The B.N. Abramov Museum
Tula region
Contact information
Tula region, Venev Sovetskaya ul, building 15, apt. 17
Tel.: +7 (910) 155-15-43 Vadim Vyacheslavovich, Tula; +7 (916) 520-07-37 Elena Gennadievna, Moscow
E-mail: cvetokachestv@mail.ru
Operating hours
By prior appointment from 9:00 to 19:00
Ticket price
Free
Museum founder and owner
The Siberian Roerich Society
Museum director
Olga Andreevna Olkhovaya
Founded
2017
In 1993, the first multi-volume moral-philosophical work of Boris Nikolaevich Abramov (1897-1972), the thinker and the spiritual student of N.K. Roerich and E.I. Roerich, was published in Russia for the first time. In subsequent years, his poems, stories, notes of his vocal works, watercolors, landscapes, and symbolic paintings, were released.

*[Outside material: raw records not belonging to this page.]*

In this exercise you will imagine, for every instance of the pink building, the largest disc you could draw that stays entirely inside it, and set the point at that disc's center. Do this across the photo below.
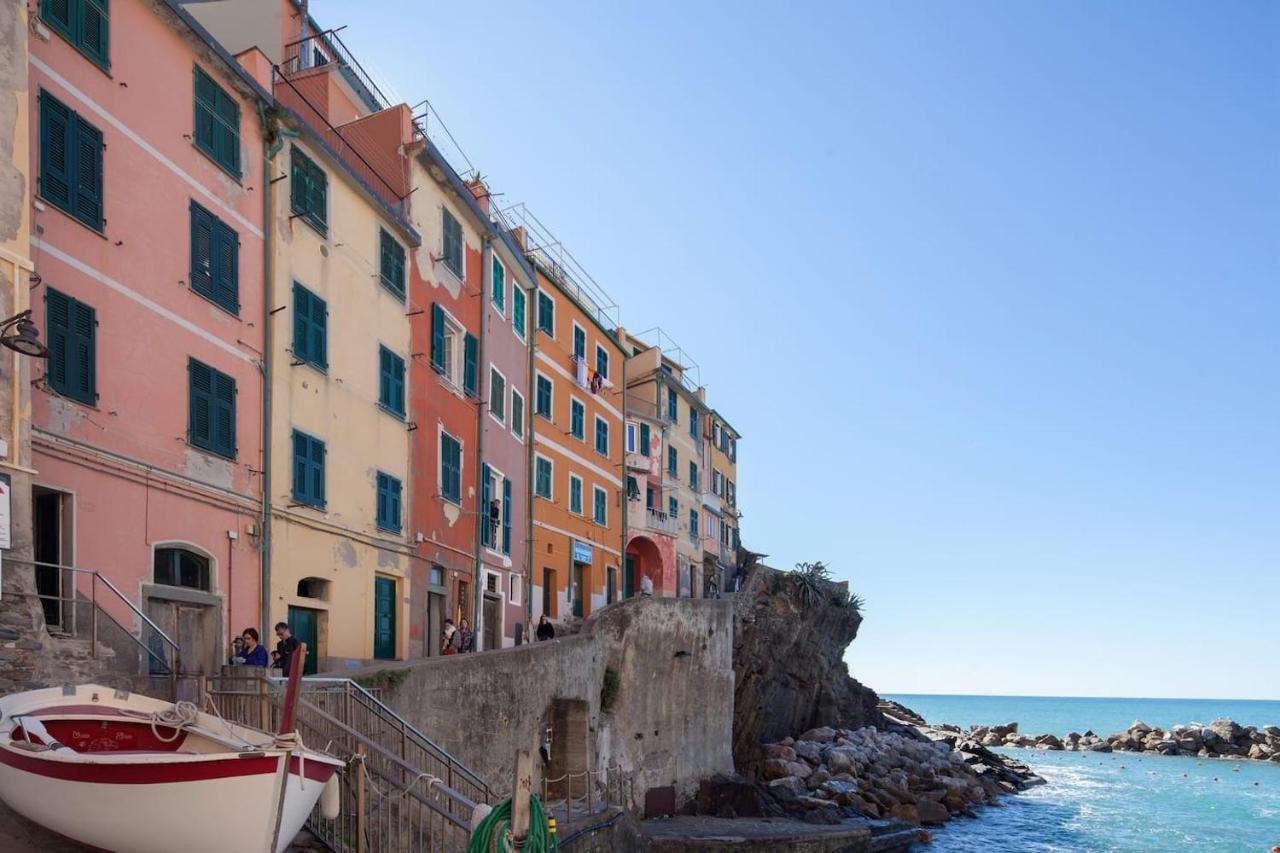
(147, 194)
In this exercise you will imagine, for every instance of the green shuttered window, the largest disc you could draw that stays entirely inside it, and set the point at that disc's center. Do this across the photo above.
(388, 502)
(71, 162)
(391, 382)
(72, 347)
(211, 409)
(310, 327)
(452, 247)
(216, 123)
(451, 469)
(85, 23)
(309, 455)
(214, 259)
(392, 265)
(309, 191)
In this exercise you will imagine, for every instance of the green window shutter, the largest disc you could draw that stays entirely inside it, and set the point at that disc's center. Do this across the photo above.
(469, 365)
(517, 310)
(506, 515)
(56, 174)
(437, 337)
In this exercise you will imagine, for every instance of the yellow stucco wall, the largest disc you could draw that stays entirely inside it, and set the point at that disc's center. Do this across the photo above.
(341, 543)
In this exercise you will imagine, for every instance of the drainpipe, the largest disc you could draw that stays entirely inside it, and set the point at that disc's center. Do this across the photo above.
(483, 514)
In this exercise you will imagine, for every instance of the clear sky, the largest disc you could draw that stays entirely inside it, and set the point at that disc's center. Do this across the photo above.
(991, 291)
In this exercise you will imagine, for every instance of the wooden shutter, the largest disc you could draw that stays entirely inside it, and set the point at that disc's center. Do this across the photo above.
(469, 365)
(506, 515)
(437, 337)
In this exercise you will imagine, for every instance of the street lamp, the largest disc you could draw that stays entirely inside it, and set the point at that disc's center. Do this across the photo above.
(21, 334)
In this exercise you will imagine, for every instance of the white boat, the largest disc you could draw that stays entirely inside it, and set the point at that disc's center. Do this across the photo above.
(129, 774)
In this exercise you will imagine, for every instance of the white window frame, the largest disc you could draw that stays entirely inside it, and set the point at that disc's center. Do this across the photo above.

Born in Nizhny Novgorod, B.N. Abramov emigrated to Harbin, but at the call of his heart he returned to his homeland with his wife and from 1961, they lived in the city of Venev, in Tula Region. Instead of the wooden house in which they spent the last seven years of their lives, now stands a five-story residential building. In 2007, a memorial plaque was installed on its wall and in 2016, a park square named after B.N. Abramov was created near the building.
Since the late 1990s Abramov readings take place annually in Venev and over the years the idea of creating the B.N. Abramov Museum gained strength.

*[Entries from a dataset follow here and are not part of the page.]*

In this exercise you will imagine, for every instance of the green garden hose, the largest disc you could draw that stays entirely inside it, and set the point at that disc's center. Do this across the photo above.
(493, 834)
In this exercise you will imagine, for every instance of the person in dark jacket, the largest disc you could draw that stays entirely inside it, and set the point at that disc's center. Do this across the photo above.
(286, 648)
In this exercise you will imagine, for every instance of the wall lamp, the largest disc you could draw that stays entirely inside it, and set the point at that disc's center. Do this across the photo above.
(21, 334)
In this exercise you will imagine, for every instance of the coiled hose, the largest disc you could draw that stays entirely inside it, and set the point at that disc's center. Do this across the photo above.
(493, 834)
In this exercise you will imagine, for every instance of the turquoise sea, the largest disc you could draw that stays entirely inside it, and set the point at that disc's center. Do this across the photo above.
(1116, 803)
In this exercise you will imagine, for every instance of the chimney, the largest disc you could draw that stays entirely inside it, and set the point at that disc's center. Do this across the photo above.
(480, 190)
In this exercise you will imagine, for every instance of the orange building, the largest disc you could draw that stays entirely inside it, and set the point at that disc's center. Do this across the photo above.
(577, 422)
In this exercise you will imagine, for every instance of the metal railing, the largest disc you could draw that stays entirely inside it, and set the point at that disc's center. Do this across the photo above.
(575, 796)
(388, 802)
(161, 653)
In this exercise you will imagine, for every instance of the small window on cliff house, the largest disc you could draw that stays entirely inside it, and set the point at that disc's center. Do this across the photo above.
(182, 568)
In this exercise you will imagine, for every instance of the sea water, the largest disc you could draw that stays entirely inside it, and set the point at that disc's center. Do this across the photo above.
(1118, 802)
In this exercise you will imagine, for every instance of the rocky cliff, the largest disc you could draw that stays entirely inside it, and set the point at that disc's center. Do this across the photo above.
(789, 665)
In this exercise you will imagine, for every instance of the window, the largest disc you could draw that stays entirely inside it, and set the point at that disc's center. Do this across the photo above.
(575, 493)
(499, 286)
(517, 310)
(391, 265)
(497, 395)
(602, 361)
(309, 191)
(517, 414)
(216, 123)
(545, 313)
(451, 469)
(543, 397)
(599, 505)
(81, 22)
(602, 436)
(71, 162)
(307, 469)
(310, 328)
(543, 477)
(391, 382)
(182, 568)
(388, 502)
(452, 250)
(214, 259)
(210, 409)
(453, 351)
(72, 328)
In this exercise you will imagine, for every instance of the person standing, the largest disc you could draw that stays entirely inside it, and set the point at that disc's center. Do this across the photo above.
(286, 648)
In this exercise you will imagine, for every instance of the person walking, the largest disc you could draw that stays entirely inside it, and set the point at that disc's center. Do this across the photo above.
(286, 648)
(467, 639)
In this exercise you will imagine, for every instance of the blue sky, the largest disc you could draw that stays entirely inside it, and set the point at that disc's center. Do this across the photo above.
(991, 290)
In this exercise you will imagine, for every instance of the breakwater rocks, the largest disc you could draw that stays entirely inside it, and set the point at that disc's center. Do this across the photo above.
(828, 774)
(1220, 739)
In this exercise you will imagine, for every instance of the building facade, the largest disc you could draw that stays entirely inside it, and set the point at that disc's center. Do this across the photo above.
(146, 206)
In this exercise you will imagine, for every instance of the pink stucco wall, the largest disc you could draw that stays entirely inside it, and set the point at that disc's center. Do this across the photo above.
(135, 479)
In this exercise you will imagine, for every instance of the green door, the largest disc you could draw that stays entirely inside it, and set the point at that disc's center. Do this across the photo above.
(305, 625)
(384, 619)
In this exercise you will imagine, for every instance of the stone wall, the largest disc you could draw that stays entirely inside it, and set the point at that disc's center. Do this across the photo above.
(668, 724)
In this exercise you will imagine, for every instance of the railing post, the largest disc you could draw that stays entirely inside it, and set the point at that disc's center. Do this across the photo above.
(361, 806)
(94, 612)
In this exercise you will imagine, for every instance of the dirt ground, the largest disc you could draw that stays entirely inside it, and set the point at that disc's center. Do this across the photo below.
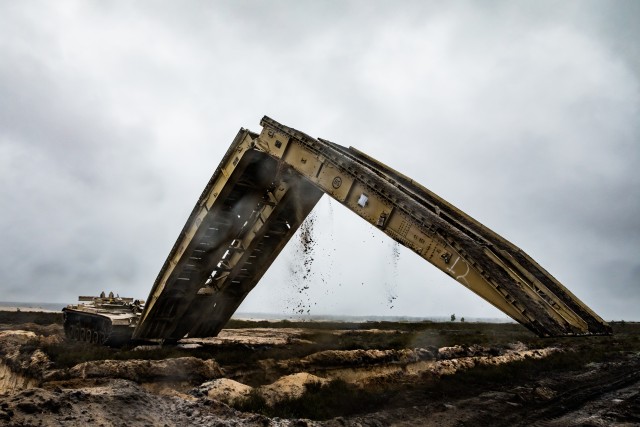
(321, 374)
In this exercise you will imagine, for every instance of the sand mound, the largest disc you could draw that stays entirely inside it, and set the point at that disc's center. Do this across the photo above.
(290, 386)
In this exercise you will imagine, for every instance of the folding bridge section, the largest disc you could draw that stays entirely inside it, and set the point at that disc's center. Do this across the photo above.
(265, 187)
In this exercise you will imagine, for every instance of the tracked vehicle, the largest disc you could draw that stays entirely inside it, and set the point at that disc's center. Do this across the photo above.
(264, 188)
(108, 320)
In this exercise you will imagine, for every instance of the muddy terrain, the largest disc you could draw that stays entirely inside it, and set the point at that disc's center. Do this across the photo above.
(321, 374)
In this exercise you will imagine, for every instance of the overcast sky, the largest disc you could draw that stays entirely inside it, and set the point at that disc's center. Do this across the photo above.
(113, 116)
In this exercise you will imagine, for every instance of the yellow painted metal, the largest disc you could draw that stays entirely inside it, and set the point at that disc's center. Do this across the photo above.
(458, 245)
(266, 185)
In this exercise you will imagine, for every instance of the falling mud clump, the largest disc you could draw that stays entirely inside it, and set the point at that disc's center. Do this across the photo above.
(300, 271)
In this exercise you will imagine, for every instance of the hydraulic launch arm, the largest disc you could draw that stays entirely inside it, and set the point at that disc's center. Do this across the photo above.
(263, 190)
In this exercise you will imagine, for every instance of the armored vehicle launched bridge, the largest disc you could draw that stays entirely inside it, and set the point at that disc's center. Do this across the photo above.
(267, 184)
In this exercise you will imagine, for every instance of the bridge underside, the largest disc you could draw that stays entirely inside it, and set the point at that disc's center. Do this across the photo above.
(263, 190)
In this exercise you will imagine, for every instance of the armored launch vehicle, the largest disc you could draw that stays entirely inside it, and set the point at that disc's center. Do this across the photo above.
(266, 185)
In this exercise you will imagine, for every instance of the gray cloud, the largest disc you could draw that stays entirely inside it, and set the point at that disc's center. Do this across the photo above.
(114, 115)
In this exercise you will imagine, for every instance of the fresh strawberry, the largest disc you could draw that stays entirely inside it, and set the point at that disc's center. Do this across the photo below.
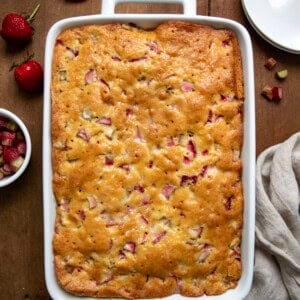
(21, 147)
(16, 28)
(29, 76)
(7, 138)
(10, 154)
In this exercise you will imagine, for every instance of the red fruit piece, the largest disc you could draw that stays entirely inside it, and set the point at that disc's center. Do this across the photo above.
(7, 138)
(139, 188)
(204, 170)
(192, 148)
(21, 146)
(83, 135)
(167, 190)
(16, 29)
(81, 215)
(105, 121)
(187, 86)
(185, 179)
(130, 247)
(158, 237)
(170, 142)
(29, 76)
(109, 161)
(10, 154)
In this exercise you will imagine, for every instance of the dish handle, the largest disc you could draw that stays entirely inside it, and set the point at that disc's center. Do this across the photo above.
(189, 6)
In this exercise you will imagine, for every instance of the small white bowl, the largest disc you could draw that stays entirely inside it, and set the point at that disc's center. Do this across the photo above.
(11, 178)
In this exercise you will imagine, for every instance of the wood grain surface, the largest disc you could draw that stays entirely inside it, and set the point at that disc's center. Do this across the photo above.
(21, 217)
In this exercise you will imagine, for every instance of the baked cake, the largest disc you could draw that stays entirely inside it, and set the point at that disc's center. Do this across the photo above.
(147, 134)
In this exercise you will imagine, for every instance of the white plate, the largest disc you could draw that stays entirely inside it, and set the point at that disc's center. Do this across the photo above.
(277, 21)
(248, 153)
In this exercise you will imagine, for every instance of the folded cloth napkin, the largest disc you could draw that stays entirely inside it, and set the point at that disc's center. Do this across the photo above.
(277, 253)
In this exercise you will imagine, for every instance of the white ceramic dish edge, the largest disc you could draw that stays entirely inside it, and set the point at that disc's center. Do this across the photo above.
(248, 153)
(10, 179)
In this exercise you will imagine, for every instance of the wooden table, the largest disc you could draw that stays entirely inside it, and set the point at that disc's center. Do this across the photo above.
(21, 218)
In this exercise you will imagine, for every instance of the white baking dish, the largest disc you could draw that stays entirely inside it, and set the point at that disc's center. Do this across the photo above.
(248, 153)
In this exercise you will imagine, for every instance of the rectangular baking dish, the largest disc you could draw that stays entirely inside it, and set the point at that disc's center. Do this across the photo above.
(248, 151)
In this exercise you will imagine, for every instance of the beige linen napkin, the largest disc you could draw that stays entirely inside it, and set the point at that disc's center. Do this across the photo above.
(277, 254)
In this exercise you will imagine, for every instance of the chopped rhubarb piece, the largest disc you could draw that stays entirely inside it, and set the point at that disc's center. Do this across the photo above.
(83, 135)
(130, 247)
(104, 82)
(7, 138)
(267, 92)
(146, 201)
(17, 163)
(144, 220)
(116, 58)
(218, 118)
(92, 201)
(210, 116)
(204, 170)
(282, 74)
(90, 76)
(167, 190)
(187, 86)
(186, 160)
(170, 142)
(122, 254)
(277, 93)
(153, 46)
(126, 168)
(185, 179)
(138, 134)
(137, 59)
(270, 63)
(81, 215)
(107, 279)
(10, 154)
(225, 98)
(109, 161)
(205, 152)
(228, 203)
(63, 75)
(7, 169)
(86, 114)
(65, 204)
(129, 112)
(158, 237)
(150, 164)
(139, 188)
(105, 120)
(21, 146)
(195, 232)
(204, 253)
(192, 148)
(72, 53)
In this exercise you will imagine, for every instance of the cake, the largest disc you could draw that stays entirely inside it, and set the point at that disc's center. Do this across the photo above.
(147, 130)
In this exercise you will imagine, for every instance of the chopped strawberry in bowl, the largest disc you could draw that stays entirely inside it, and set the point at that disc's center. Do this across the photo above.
(15, 147)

In July 2017, when the thinker’s 120th birthday was celebrated, the plaque was replaced with a new one, with a bas-relief (sculptor A.D. Leonov), and the country’s first museum dedicated to B.N. Abramov’s life and spiritual path was opened in one of the apartments in the building. It was founded by the Siberian Roerich Society in cooperation with the Tula Roerich Research Center and with the support of cultural figures from different cities.

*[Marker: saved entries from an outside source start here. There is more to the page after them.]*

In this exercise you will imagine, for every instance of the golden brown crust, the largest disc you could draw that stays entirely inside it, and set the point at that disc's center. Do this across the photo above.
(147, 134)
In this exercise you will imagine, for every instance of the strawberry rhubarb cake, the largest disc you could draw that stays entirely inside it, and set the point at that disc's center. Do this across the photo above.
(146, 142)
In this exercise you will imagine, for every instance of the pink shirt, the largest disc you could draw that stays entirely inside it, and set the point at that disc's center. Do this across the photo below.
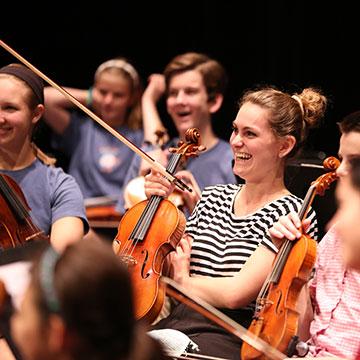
(335, 329)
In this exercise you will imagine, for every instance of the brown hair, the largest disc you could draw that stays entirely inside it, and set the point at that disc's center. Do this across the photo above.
(212, 72)
(94, 293)
(290, 114)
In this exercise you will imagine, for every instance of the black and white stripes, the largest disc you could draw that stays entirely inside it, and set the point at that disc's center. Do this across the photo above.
(222, 241)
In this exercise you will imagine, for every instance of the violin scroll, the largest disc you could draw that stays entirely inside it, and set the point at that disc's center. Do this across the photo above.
(324, 181)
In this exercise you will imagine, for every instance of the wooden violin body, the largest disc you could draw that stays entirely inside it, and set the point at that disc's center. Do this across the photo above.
(145, 258)
(276, 315)
(16, 225)
(278, 322)
(148, 231)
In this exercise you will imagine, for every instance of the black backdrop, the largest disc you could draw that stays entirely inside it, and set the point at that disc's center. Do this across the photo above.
(289, 44)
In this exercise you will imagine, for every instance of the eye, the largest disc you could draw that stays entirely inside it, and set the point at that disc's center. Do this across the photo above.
(249, 133)
(172, 93)
(234, 129)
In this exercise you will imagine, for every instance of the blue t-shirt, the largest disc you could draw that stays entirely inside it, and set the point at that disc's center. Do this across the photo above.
(99, 162)
(211, 167)
(50, 193)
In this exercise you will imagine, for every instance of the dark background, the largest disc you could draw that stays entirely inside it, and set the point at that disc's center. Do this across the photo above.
(284, 43)
(289, 44)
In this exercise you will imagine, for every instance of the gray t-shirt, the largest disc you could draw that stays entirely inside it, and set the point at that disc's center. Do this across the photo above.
(211, 167)
(99, 161)
(50, 193)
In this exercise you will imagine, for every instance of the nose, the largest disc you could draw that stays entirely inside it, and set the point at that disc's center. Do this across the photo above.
(108, 98)
(180, 97)
(342, 170)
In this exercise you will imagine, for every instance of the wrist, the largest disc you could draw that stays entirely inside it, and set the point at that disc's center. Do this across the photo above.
(89, 97)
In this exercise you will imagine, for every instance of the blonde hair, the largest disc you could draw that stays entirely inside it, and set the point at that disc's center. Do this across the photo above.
(290, 114)
(122, 66)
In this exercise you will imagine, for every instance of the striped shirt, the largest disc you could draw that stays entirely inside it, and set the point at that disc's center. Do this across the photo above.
(222, 241)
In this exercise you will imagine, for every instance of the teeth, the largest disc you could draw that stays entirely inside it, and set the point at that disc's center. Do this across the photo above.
(243, 156)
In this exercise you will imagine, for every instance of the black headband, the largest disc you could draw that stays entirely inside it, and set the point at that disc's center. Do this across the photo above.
(27, 75)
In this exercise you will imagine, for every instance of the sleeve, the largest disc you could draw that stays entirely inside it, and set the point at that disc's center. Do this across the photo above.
(132, 173)
(192, 223)
(284, 208)
(66, 197)
(68, 141)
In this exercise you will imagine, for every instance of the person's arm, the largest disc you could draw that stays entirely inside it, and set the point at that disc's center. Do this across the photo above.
(58, 107)
(227, 292)
(65, 231)
(306, 314)
(151, 118)
(6, 353)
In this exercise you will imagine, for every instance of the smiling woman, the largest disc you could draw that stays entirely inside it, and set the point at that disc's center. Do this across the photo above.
(226, 252)
(56, 203)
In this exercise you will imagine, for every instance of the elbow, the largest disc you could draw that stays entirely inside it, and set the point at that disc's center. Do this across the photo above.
(236, 300)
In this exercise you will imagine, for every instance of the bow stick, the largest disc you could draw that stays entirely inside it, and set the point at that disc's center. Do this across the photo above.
(178, 292)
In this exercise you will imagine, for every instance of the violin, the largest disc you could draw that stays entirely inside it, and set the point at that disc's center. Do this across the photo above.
(134, 191)
(148, 232)
(16, 225)
(276, 317)
(101, 213)
(176, 291)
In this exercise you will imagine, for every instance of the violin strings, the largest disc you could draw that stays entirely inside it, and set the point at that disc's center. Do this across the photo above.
(190, 356)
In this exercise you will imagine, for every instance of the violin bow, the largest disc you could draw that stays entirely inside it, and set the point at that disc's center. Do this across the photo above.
(178, 292)
(154, 164)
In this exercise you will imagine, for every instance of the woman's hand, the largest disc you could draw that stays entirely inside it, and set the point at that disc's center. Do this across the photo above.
(157, 184)
(287, 227)
(190, 198)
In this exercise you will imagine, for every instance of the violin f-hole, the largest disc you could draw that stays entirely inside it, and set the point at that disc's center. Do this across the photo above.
(143, 275)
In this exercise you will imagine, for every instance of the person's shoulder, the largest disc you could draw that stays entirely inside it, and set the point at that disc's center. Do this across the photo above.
(219, 189)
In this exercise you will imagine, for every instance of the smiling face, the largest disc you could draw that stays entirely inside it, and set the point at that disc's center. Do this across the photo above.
(16, 117)
(349, 149)
(114, 97)
(187, 101)
(258, 153)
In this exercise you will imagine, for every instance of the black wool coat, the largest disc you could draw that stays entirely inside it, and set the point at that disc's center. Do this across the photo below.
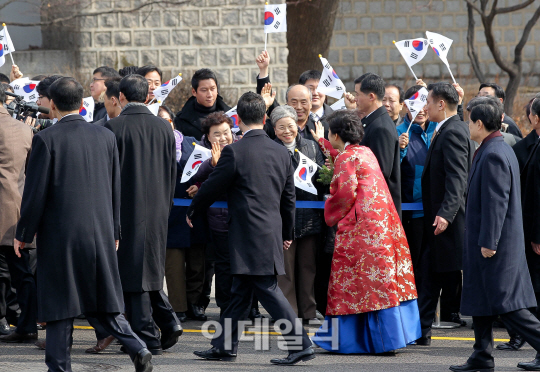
(444, 190)
(499, 284)
(147, 151)
(257, 175)
(530, 197)
(72, 201)
(381, 137)
(188, 120)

The museum conducts fund, exposition, sightseeing, research, educational, and publishing activities. Video films and thematic presentations are shown there.
The museum exposition details the life of B.N. Abramov and the versatility of his creative work including philosophical, literary, musical, and picturesque aspects. The museum exhibits also present various aspects of the Roerich family’s social and creative activities.
The museum has formed a library of spiritual and philosophical literature on the issues of moral improvement and creativity.